A one-way Analysis of Variance (ANOVA) was performed to verify the statistical robustness of these observations. The results, summarised in Table 7, confirm that the choice of electricity source creates statistically significant differences across all evaluated impact categories (p < 0.001). The F-statistics for key categories such as GWP100 and MAE were exceptionally high, indicating that the “signal” (difference between grid scenarios) is far bigger than the “noise” (internal uncertainty of the model). This confirms that the observed environmental benefits of the SWG scenario are not artefacts of data variability but represent genuine systematic advantages.
Table 7. Summary of One-Way ANOVA Results for Environmental Impact Categories.

3.4.3. Post Hoc Grouping

To identify specific performance hierarchies, Tukey’s Honestly Significant Difference (HSD) post hoc tests were conducted (Table 8). The analysis revealed a clear “tiered” structure among the regional grids:
Table 8. Tukey’s HSD post hoc comparisons.
Tier 1 (Best Performance): The SWG scenario formed a distinct statistical group with the lowest means for GWP, MAE, and AC, significantly outperforming all other regions.
Tier 2 (Intermediate Performance): The ECGC, CCG, and NWG scenarios generally clustered in the middle range. While statistically distinct from the best and worst scenarios, the differences between these three were less pronounced.
Tier 3 (Worst Performance): The NECG and NCGC scenarios consistently formed the highest-impact group.
Crucially, for the primary indicator GWP100, the 95% confidence intervals of the best scenario (SWG) and the worst scenario (NECG) did not overlap, providing strong statistical evidence that transitioning production from a coal-heavy grid (like NECG) to a hydro-rich grid (like SWG) is the single most effective strategy for decarbonisation.

4. Discussion

Our findings decisively identify electricity consumption as the primary environmental hotspot for the industrial cultivation of D. rubrovolvata, a conclusion that aligns with broader LCA literature on CEA. However, this study moves significantly beyond simple hotspot identification. By integrating uncertainty analysis with formal statistical testing, we provide a quantitative measure of confidence. Our results demonstrate not only that electricity is a major factor, but that the choice of its source is the single most powerful lever for reducing environmental impact. The statistically significant (p < 0.001) performance disparity observed across different regional grid scenarios provides an unambiguous, evidence-based hierarchy for strategic decision-making, effectively eliminating the ambiguity that plagues many conventional LCA studies.
While previous LCA studies in the field of speciality agriculture have provided valuable insights into environmental hotspots [11,12,13,14], they have mainly relied on deterministic approaches. These traditional methods typically use average inventory data, often neglecting the inherent variability in agricultural practices caused by weather conditions, soil heterogeneity, and management differences. As a result, decision-makers are often given single-point estimates that may not fully capture the uncertainty risks.
In contrast to these studies, the framework proposed in this work integrates statistical robustness into the LCA interpretation phase. By explicitly incorporating data variability and performing rigorous statistical analyses (as shown in Section 3), our approach enables a more confident prioritisation of sustainability levers. This supports the growing call in recent literature for more transparent management of uncertainty in LCA [2,6], ensuring that the identified mitigation strategies are not merely artefacts of data averaging but are statistically significant improvements.
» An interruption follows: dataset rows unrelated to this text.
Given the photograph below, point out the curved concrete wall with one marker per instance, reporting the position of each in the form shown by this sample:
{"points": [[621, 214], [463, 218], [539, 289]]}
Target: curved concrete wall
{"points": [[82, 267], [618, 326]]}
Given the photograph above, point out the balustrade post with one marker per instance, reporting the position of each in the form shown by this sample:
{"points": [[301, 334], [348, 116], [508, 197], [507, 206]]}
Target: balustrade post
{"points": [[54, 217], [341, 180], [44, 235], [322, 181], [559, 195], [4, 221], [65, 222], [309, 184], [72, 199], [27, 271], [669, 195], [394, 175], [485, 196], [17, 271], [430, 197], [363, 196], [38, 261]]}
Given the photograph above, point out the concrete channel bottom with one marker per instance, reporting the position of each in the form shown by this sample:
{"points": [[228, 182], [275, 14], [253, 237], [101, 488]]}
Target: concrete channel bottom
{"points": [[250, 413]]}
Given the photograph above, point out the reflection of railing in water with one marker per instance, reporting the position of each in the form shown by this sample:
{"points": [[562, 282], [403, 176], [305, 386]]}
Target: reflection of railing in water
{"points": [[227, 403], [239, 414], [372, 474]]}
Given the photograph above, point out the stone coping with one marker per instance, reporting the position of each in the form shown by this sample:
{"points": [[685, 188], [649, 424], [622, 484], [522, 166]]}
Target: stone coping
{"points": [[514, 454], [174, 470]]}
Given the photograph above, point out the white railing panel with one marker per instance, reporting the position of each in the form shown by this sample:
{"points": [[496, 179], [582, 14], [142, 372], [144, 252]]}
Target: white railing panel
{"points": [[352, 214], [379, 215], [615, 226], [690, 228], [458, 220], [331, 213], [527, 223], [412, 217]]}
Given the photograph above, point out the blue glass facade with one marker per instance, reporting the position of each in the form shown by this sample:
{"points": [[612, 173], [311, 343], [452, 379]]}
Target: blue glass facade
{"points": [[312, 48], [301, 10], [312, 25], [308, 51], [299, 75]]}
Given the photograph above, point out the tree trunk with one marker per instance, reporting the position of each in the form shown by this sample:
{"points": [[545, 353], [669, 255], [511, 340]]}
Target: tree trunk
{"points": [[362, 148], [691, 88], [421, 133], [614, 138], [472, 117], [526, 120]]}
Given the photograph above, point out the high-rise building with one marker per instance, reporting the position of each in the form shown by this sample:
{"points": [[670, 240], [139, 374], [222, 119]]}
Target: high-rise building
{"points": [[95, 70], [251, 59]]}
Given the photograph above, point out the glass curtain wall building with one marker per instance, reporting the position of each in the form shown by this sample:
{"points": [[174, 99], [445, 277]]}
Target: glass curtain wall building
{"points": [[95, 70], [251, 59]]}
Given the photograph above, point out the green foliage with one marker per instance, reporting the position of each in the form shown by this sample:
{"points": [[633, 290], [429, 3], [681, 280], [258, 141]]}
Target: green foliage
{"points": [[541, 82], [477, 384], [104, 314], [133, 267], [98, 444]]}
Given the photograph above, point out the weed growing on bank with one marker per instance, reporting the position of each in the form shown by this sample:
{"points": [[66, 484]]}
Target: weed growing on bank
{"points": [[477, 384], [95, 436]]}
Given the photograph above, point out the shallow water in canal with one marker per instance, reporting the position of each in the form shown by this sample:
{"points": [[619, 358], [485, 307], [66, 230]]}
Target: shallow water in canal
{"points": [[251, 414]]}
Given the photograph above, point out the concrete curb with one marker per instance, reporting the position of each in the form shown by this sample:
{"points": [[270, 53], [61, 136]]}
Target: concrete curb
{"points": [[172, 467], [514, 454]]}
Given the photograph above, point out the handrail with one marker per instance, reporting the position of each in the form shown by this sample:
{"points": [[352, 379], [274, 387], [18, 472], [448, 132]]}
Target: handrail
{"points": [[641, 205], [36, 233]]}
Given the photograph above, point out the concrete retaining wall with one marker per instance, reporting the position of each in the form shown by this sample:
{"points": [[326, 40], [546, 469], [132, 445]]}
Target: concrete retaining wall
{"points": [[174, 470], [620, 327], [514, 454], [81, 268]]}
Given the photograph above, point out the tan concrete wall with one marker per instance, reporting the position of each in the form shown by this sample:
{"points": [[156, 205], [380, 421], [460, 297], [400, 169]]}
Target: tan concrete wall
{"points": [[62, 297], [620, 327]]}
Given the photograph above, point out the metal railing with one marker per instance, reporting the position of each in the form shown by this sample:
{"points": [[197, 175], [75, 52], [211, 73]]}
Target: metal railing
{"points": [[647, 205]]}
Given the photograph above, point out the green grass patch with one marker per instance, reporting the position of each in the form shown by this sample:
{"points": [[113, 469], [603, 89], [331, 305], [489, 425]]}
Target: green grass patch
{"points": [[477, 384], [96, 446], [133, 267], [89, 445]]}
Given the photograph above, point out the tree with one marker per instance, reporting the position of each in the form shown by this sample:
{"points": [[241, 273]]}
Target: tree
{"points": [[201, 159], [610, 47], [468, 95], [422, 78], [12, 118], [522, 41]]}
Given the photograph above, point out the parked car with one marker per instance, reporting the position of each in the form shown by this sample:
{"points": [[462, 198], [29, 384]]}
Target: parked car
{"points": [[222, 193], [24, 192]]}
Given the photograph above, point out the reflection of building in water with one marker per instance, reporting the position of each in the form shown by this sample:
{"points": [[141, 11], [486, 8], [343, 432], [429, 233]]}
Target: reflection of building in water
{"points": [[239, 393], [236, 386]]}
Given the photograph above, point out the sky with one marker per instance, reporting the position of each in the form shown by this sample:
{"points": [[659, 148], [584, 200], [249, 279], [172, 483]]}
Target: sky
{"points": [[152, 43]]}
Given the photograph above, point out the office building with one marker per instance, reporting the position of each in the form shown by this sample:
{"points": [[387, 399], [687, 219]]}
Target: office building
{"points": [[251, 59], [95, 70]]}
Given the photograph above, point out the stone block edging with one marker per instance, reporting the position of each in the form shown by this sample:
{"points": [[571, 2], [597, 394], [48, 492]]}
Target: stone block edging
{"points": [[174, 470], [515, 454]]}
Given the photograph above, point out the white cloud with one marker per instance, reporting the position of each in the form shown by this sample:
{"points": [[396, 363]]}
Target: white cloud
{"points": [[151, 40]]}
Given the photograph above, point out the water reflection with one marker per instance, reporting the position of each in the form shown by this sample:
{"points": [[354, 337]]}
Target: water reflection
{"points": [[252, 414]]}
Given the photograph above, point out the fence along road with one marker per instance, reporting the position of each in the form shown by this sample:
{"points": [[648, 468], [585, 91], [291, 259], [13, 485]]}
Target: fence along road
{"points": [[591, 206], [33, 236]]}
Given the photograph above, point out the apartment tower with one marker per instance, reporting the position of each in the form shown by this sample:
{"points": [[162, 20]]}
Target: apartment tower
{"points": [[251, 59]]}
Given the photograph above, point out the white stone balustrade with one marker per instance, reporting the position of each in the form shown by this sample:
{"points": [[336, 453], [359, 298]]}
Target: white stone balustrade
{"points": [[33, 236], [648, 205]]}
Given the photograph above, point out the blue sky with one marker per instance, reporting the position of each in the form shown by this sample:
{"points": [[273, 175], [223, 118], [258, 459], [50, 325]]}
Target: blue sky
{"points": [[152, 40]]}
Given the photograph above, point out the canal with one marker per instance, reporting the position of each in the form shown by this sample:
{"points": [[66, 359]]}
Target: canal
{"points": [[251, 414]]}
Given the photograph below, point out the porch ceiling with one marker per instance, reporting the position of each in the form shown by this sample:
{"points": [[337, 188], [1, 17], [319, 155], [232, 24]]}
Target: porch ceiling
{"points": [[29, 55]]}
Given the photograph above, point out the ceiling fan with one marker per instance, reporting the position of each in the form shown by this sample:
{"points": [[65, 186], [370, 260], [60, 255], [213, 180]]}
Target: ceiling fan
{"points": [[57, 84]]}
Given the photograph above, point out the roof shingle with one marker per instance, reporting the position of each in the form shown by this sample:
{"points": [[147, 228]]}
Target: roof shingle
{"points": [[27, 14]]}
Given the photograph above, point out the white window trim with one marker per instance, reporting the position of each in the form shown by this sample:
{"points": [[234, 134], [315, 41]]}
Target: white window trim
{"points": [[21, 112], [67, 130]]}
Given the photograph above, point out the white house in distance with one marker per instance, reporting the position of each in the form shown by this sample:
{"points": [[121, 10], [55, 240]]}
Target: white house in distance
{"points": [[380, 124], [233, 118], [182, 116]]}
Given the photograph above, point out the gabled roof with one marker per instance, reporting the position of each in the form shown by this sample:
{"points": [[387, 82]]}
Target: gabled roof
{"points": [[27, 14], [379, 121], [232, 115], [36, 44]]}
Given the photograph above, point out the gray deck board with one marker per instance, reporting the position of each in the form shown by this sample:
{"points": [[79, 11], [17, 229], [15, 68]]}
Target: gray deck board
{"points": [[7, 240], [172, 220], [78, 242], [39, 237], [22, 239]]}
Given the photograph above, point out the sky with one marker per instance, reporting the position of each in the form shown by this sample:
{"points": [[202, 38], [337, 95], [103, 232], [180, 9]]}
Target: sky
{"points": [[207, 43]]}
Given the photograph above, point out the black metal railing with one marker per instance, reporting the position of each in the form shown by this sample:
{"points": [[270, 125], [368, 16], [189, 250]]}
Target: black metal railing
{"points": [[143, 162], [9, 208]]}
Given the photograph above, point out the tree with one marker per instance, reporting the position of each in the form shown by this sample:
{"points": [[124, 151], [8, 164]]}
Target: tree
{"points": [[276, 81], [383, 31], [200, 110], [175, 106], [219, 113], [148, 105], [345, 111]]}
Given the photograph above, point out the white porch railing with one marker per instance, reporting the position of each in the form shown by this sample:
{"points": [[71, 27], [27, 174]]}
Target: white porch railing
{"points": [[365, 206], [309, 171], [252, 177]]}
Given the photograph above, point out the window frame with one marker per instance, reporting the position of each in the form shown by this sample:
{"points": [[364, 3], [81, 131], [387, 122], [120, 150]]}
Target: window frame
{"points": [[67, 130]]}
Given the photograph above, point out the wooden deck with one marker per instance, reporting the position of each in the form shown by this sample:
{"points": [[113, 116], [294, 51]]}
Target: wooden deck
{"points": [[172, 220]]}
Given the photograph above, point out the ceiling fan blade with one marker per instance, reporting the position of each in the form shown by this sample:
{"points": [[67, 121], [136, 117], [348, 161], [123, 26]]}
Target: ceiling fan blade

4.1. The Primacy of Energy over Agronomy: A Paradigm Shift in Environmental Hotspots

This study reveals that the environmental profile of industrialised D. rubrovolvata production is dominated by ecotoxicological and human health impacts (MAE, FWAE, HT), driven almost entirely by energy consumption. This represents a fundamental paradigm shift away from the typical environmental burdens of open-field agriculture. Unlike traditional farming, where hotspots are linked to agronomic practices, such as fertiliser application (N2O emissions), pesticide use (direct ecotoxicity), and land-use change, our system’s impacts are almost exclusively industrial.
The leading impact, MAE, is a powerful illustration of this shift. It is not caused by farm-level chemical runoff, but is instead an embodied impact from upstream industrial processes. The heavy reliance on coal in the regional energy mix, both for direct electricity use and for the production of inputs like glucose and wheat bran, results in heavy metal emissions (e.g., mercury, arsenic) that are transported and deposited into marine environments. This creates a unique trade-off: the system nearly eliminates direct land use and agricultural pollution, but concentrates its entire environmental load onto the energy sector. Consequently, mitigation strategies must pivot away from traditional farm management and focus squarely on industrial energy systems.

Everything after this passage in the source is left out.